Ülkemiz genelindeki bu soğuk hava dalgası, beklenmedik bir şekilde meydana geldi. İlkbahar mevsiminin başlarında, sıcaklıkların mevsim normallerinin üzerinde seyretmesi, çiftçileri zamanı gelen ürünlerini ekmeye teşvik etmişti. Ancak, bu durum kısa sürede değişti. Nisan ayının ortalarında gelen don, birçok tarım ürününün büyüme sürecini sekteye uğrattı ve bitkilerin zarar görmesine neden oldu. Özellikle meyve ağaçları ve sebzeler, don olaylarından en çok etkilenen gruplar arasında yer aldı.
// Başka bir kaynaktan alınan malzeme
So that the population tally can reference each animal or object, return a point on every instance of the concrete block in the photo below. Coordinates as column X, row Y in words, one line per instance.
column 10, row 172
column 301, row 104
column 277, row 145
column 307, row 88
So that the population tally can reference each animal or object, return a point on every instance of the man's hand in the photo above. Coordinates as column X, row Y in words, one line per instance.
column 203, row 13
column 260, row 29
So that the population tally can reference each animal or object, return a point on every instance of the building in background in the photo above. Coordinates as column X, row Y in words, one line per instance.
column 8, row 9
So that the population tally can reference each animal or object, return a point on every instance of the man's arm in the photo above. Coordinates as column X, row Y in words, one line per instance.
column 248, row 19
Çiftçiler, don olayının ardından bahçelerinde yaptığı incelemelerde, sadece bir elmanın yetiştiğini gördüler. Ancak bu elmada, don nedeniyle oluşan çürümeler nedeniyle tüketim için uygun değildi. Don, sadece elmanın değil, aynı zamanda birçok tarımsal ürünün de kaybına neden oldu. Uzmanlar, tarım sektöründe yaşanan bu olayı “doğa ile insan arasındaki mücadelenin en çarpıcı örneği” olarak değerlendirdi. Sıcaklık değişimlerinin tarım üzerindeki etkileri, yıllar içinde artarak devam ediyor ve çiftçilerin bu değişimlere ayak uydurması her geçen gün daha da zorlaşıyor.
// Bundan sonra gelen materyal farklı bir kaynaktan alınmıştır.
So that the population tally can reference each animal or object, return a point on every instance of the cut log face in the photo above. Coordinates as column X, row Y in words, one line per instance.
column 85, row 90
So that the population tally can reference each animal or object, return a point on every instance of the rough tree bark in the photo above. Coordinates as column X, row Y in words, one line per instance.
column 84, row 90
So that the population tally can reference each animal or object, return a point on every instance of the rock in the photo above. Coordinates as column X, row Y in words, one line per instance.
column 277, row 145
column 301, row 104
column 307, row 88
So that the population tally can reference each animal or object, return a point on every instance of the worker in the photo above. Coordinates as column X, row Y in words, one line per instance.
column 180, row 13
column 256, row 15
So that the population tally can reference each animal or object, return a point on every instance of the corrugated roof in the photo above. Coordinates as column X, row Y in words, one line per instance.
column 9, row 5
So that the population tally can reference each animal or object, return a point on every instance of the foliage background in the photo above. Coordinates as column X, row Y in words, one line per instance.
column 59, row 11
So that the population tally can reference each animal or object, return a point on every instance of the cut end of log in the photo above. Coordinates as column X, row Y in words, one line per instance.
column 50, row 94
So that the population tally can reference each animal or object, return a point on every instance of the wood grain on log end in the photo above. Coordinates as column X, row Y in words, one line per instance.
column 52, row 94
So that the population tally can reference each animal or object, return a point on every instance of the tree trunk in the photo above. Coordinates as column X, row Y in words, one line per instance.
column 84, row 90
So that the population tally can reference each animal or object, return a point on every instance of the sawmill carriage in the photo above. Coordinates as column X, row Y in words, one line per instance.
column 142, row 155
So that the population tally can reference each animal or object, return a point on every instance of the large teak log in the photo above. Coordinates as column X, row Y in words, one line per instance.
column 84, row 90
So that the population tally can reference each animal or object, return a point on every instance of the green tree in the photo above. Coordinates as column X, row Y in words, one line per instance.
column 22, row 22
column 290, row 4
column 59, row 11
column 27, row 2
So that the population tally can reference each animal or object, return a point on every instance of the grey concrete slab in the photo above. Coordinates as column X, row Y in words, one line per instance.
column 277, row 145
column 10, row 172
Bu yıl yaşanan don olayı, sadece bir elmanın çürümesi ile sınırlı kalmadı. Yüzlerce çiftçi, ekip biçtikleri tarım alanlarında büyük kayıplar yaşayarak ürünlerini elde edemedi. Sebze ve meyve üretiminde yaşanan bu kriz, beslenme güvenliğini de tehdit ederken, tarım ekonomisi üzerinde de olumsuz etkiler oluşturdu. Uzmanlar, bu tür iklim değişikliği durumlarına karşı alınabilecek önlemleri masaya yatırdı. Özellikle sera sistemlerinin yaygınlaştırılması, çiftçilerin olumsuz hava koşullarından az etkilenmesini sağlayabilir. Ayrıca, iklim değişikliğine uyumlu tarım uygulamaları geliştirilmesi, çiftçilerin bu gibi doğa olaylarına karşı daha dirençli hale gelmesini sağlayabilir.
Sonuç olarak, bu yıl yaşanan don olayı, yalnızca bir elmanın çürüyüşü ile sınırlı kalmadı; aynı zamanda tarım sektörünün geleceği için çiftçilere büyük bir uyarı niteliği taşıyor. Kış mevsiminin sonlarına yaklaşırken gelen bu soğuk dalga, tarımın geleceği için risklerle dolu bir tablo sunuyor. Gelecek yıllarda iklim değişikliği ile mücadelede daha etkili ve sürdürülebilir yollar bulmak, tarım ekonomisi için hayati önem taşıyor. Aksi halde, yalnızca bir elmanın değil, tüm tarımsal üretimin tehlikeye girmesi kaçınılmaz olacaktır.